Yuri studied chemistry at Moscow State University in 1943-48, and received his PhD in Structural Crystallography in 1953, while working as a research associate at the Institute of Organic Chemistry in Moscow. In 1954, together with his teacher, A. I. Kitaigorodsky, Yuri joined the newly established Institute of Organic Compounds, and worked there until his very last days, first as a Senior Research Fellow, then in Organometallic Chemistry and Structural Crystallography, and finally as Head of the X-ray Lab (since 1977) and the Russian Academy of Sciences' X-ray Structural Center (since 1989).
Yuri was one of the first to recognize the enormous potential of applying the single-crystal X-ray diffraction method to organic chemistry. Owing to his inexhaustible energy and perseverance, the X-ray Lab of the Nesmeyanov Institute of Organic Compounds became one of the most powerful X-ray centers in the world, producing several hundreds of X-ray structures of organic and organometallic compounds annually.
There are few others in the field of X-ray structural studies who can match Yuri in the breadth and diversity of scientific interests. The 1,500 articles he has authored and co-authored form a structural encyclopedia containing data on organic derivatives of almost all elements of the Periodic Table, as well as information on systems ranging from high-temperature supetconductors to biologically active compounds, from the simplest methane derivatives to huge metal clusters.
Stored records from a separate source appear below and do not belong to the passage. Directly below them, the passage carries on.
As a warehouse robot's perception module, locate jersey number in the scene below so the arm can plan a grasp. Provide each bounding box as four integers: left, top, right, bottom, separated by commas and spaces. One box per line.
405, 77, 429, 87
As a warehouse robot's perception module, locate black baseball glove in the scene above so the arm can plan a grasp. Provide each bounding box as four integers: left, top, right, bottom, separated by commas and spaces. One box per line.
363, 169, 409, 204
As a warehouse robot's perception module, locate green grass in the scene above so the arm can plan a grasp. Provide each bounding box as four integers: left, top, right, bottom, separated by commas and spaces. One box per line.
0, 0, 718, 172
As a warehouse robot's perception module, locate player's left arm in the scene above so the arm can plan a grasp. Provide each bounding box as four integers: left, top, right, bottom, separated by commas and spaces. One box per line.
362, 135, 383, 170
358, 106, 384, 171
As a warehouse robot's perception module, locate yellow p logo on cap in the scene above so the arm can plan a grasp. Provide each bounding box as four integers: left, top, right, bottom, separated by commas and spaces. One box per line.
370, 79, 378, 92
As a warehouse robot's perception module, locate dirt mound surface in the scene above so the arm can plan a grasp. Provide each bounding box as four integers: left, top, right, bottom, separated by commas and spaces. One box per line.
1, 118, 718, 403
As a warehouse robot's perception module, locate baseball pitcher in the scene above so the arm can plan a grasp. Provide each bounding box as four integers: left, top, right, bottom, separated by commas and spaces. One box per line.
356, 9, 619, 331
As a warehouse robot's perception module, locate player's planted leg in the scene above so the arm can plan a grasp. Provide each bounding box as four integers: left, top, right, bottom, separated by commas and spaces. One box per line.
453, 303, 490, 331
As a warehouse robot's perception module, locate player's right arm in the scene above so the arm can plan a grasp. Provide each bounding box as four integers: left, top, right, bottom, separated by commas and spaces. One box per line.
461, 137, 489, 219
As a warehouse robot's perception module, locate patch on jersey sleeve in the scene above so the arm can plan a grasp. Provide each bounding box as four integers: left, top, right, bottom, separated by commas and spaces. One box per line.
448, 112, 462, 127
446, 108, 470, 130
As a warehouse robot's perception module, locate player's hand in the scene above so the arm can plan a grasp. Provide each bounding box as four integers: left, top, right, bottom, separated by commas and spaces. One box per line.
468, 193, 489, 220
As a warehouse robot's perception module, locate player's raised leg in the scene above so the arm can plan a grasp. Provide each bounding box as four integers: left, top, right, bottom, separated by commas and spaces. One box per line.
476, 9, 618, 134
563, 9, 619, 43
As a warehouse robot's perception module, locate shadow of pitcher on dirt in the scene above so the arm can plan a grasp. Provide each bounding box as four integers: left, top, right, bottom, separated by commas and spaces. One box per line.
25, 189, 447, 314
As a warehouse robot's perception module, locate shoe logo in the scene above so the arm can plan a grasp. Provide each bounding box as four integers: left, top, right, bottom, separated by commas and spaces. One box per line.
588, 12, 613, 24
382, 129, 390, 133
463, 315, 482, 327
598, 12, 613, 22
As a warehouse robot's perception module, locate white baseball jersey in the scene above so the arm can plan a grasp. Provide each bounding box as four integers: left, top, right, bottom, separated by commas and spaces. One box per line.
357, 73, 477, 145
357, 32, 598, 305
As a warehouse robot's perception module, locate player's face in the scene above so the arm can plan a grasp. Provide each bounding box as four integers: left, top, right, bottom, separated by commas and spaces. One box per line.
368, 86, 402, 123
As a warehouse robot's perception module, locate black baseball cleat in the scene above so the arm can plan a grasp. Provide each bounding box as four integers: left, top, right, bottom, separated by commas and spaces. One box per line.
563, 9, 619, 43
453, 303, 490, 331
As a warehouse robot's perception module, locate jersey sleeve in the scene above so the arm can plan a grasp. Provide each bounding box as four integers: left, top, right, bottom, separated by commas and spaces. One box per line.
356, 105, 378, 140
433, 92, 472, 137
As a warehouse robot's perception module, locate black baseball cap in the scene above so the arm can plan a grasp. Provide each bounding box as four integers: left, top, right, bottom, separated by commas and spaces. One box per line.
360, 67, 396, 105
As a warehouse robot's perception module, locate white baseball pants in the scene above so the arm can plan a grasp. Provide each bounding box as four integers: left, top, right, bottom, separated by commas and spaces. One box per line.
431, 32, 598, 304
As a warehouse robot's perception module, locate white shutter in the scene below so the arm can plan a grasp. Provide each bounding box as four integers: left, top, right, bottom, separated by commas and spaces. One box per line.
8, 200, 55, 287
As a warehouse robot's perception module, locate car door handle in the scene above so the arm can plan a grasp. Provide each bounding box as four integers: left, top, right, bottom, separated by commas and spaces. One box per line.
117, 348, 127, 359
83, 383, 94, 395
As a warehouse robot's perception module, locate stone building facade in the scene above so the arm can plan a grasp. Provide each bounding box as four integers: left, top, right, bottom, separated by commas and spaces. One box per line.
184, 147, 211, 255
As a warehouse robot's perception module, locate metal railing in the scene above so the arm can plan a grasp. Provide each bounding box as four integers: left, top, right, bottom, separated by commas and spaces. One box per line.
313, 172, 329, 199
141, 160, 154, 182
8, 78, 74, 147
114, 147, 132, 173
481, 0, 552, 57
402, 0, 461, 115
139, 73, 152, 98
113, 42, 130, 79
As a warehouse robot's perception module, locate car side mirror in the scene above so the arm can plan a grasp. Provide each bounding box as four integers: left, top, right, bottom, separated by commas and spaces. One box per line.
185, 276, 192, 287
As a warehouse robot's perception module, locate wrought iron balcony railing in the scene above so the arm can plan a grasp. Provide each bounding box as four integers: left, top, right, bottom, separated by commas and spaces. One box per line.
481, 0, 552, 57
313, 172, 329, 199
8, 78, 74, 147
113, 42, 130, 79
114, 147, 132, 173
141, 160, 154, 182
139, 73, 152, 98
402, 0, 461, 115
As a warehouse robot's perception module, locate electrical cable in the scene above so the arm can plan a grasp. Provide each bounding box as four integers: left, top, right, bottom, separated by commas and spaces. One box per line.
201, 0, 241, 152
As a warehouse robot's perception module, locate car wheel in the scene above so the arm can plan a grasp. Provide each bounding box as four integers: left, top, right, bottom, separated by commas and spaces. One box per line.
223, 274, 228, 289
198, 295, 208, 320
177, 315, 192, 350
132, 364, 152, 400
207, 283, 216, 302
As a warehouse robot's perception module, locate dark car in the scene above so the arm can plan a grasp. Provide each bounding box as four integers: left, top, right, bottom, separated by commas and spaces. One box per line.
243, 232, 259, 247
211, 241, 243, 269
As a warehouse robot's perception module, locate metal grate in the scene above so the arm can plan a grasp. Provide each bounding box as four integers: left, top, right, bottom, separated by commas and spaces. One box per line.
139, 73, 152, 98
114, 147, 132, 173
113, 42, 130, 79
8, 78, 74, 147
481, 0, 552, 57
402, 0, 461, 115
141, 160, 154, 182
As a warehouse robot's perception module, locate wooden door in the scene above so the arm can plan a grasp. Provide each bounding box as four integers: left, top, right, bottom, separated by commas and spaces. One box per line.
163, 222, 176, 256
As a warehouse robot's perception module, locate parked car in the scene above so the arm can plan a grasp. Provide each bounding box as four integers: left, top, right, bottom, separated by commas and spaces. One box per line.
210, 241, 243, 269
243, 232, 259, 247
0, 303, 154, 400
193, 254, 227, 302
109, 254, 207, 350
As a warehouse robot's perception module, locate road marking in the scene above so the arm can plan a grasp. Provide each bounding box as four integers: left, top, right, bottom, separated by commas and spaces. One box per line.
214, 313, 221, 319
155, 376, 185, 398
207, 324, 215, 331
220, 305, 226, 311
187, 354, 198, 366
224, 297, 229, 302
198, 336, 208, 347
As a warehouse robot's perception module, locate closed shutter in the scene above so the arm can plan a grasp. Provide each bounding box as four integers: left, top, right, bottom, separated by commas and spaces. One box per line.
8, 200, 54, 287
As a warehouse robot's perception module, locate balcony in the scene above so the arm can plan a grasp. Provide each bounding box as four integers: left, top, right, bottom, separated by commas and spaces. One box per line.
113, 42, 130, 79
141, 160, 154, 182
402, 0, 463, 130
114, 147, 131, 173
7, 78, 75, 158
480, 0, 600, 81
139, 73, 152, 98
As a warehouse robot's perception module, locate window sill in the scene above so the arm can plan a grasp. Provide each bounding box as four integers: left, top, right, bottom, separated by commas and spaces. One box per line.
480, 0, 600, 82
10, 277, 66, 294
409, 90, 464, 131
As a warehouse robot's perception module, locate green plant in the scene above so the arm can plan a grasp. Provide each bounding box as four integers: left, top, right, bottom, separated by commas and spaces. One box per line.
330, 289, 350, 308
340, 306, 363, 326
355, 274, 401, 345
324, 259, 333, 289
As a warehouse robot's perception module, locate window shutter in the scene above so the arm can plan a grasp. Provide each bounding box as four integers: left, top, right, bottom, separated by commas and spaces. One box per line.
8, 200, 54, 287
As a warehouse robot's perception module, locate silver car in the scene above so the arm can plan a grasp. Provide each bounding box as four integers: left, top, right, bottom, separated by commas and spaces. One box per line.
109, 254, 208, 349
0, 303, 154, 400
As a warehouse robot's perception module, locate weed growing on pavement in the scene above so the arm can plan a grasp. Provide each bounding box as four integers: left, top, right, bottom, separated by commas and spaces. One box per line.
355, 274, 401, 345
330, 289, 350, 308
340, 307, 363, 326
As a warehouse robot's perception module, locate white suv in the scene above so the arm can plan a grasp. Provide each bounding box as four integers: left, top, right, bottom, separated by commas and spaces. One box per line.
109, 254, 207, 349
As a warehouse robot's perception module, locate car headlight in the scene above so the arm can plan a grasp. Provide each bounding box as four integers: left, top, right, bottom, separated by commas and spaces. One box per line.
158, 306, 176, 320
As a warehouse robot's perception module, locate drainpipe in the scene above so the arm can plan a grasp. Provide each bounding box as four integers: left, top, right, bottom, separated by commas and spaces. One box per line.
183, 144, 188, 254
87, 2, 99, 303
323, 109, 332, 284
The X-ray Structural Center Yuri established became a mecca, attracting synthetists from many chemical institutes with their structural problems, and providing tutelage for student crystallographers from almost all republics of the former Soviet Union, many of whom were generously hosted in Yuri's apartment during their visits. Yuri's school numbers more than 60 PhDs and 20 with DSc graduates, working in the best structural labs of the world.
Yuri was remarkably thorough and scrupulously fair. On one occasion, when serving on a PhD jury, Yuri offered more than a hundred critical remarks, explained their importance, and still gave the dissertation high praise. Yuri would often cut short the talk he was asked to give at a conference, announcing to the audience thac "the most interesting results will now be reported" by his collaborators.
Faithful to the memory of his father, who had been executed in Stalin's days as "an enemy of the people", Yuri remained one of the very few laboratory chiefs in the USSR Academy of Sciences who did not join the Communist Party. The resulting complications did not prevent him from building a productive laboratory, the excellent equipment and high standards of which he maintained despite difficult economical circumstances following the collapse of the Soviet regime.
Late in his career, Yuri was elected to the Executive Committee of the IUCr (as a member in 1990, and as vice-president in 1993). He plunged into this new activity with the youthful energy and devotion typical of him. After having undergone the replacement of the cardiac valve and extraction of a malignant tumor from his right lung on July 13, 1995, Yuri's major concern was that his recovery would be swift and permit him to attend the IUCr Executive Committee meeting in Lund. Things did not run out that way. A multi-system organ failure resulted in heart failure.
Yuri is survived by his widow, son, and granddaughter.